Segundo Joana Monteleone, editora da Alameda Editorial, a tendência do mercado de livros eletrônicos, tanto no exterior quanto no Brasil, é a busca de composição de acervos de bibliotecas digitais.
Com mais de 10 anos de experiência, Joana analisa o fenômeno que tem dado o tom do mercado editorial no momento. “A principal diferença em relação ao modelo de livrarias é que passamos da figura do consumidor de livros para a do usuário de bibliotecas”.
Para ela, provavelmente, os dois modelos citados acima conviverão, mas para que ambos deem certo, é preciso pensá-los em suas especificidades. Por isso, ela listou abaixo oito questões que consideramos relevantes para pensar as bibliotecas digitais.

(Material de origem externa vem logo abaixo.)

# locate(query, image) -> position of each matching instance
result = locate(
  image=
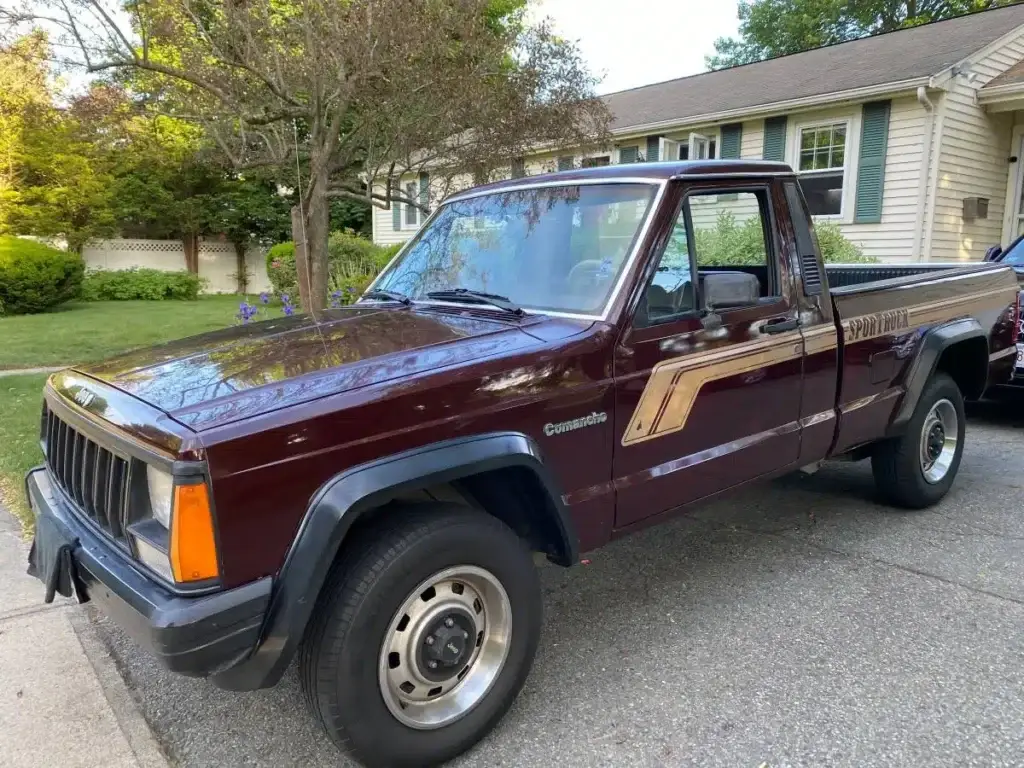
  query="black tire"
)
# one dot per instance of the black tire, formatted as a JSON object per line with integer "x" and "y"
{"x": 896, "y": 463}
{"x": 374, "y": 577}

1. Biblioteca digital não substitui biblioteca física. Ambas são experiências importantes, mas complementares. O Ministério da Educação, que tem a missão de conduzir o cumprimento da Lei da Biblioteca Escolar (12.240/10), sancionada pelo ex-presidente Luiz Inácio Lula da Silva durante a gestão de Fernando Haddad como ministro da Educação, não pode abusar do artigo 2º, que permite o uso de vários suportes, para ignorar o fato de que escola sem biblioteca física operando é escola ruim. O grande desafio de melhorar a educação nacional passa por não fingir que gadgets eletrônicos são uma espécie de emplastro Brás Cubas, que tudo cura.

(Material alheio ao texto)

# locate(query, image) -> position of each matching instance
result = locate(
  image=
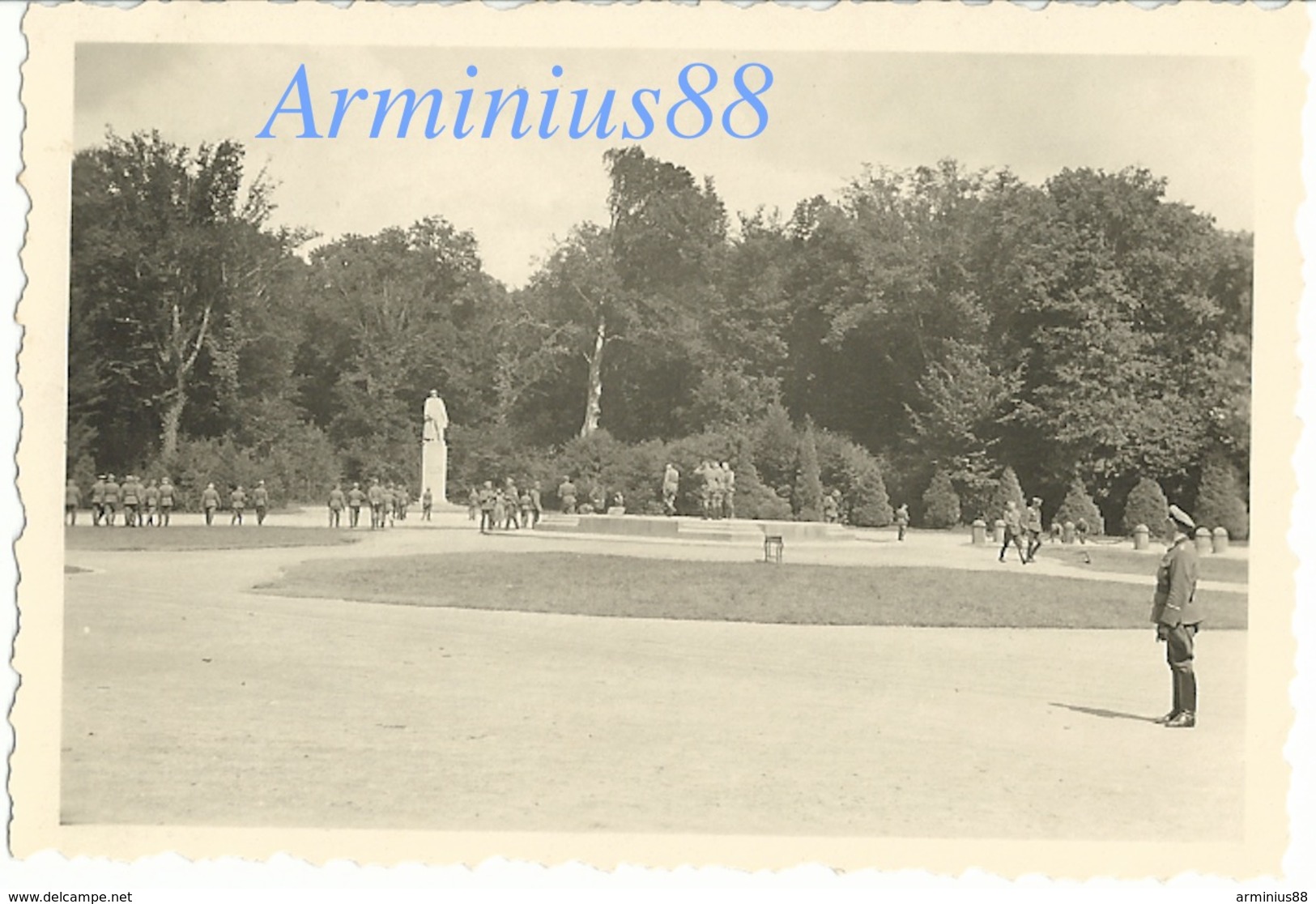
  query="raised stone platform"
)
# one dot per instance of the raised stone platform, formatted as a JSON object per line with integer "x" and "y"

2. Quando o consumidor ou o governo compra um livro, ele adquire um conteúdo específico, unitário. Quando o assunto é biblioteca, busca-se um acervo. Uma livraria vive muito dos livros da estação, que todos querem ler; uma biblioteca é útil quando sua coleção é representativa, seja pela especificidade, seja pela variedade. Uma livraria não deve ignorar a bibliodiversidade (muitos autores, editores, públicos e coleções diferentes), se quer manter um público cativo; uma biblioteca simplesmente não pode.
3. Os editores independentes, boa parte deles reunidos na Libre, mas não apenas, representam o maior e mais diversificado acervo de livros comprados pelas melhores bibliotecas públicas e privadas. Qualquer modelo de livraria digital sério tem de reconhecer este valor, dialogar com esses editores e remunerá-los pela qualidade e importância de seus catálogos. Quem privilegiar apenas os grandes grupos se parecerá com um catálogo de best-sellers, não com uma biblioteca.

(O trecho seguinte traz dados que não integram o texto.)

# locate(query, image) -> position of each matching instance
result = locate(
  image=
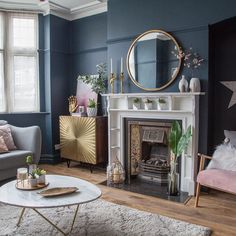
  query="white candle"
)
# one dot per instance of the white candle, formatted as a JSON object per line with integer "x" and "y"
{"x": 121, "y": 65}
{"x": 111, "y": 66}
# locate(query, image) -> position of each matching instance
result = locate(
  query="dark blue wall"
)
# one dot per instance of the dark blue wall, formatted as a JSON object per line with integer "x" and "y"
{"x": 186, "y": 20}
{"x": 88, "y": 46}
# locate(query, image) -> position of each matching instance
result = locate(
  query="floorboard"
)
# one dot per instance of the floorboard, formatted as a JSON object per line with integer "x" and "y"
{"x": 217, "y": 210}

4. Livraria não é mídia, é ponto de venda. Biblioteca não é ponto de venda, é espaço de consulta e estudo, muito mais do que de lazer. E isso é bom. Biblioteca que seguir a lógica de ponto de venda não vai funcionar, assim como crescem rápido, mas paradoxalmente afundam, sobretudo culturalmente, mas também do ponto de vista de sustentabilidade econômica, livrarias que vendem espaços como se fossem outdoor.
5. Remunerar bem apenas quem é mais acessado é reproduzir na biblioteca a lógica da livraria que vende espaço de mídia. Ou seja, o pior dos mundos.
6. Um dos motivos do fracasso relativo da biblioteca pública como instituição nacional, amplamente difundida no território do país, é que muitos políticos as entendem como depósito de livros, e o usuário é visto primeiro como potencial ladrão de exemplares do que como alguém que acessa o serviço público. O mínimo que se espera do universo eletrônico é que ele proporcione conforto ao usuário, e excesso de restrições não vai ajudar as bibliotecas digitais a se popularizar.
7. Numa biblioteca digital, o usuário não pode ter as mesmas restrições que numa biblioteca física, como pegar fila para acessar um livro ou ter pouco tempo para ler uma obra. Aliás, o ideal é que nesse novo mundo, o tempo não seja uma questão.
8. A prestação de contas aos fornecedores e usuários tem de ser, ao mesmo tempo, a mais simples e detalhada possível. As bibliotecas são, tradicionalmente, um espaço de questionamento e transparência. Criar uma relação de confiança entre todos os envolvidos é fundamental.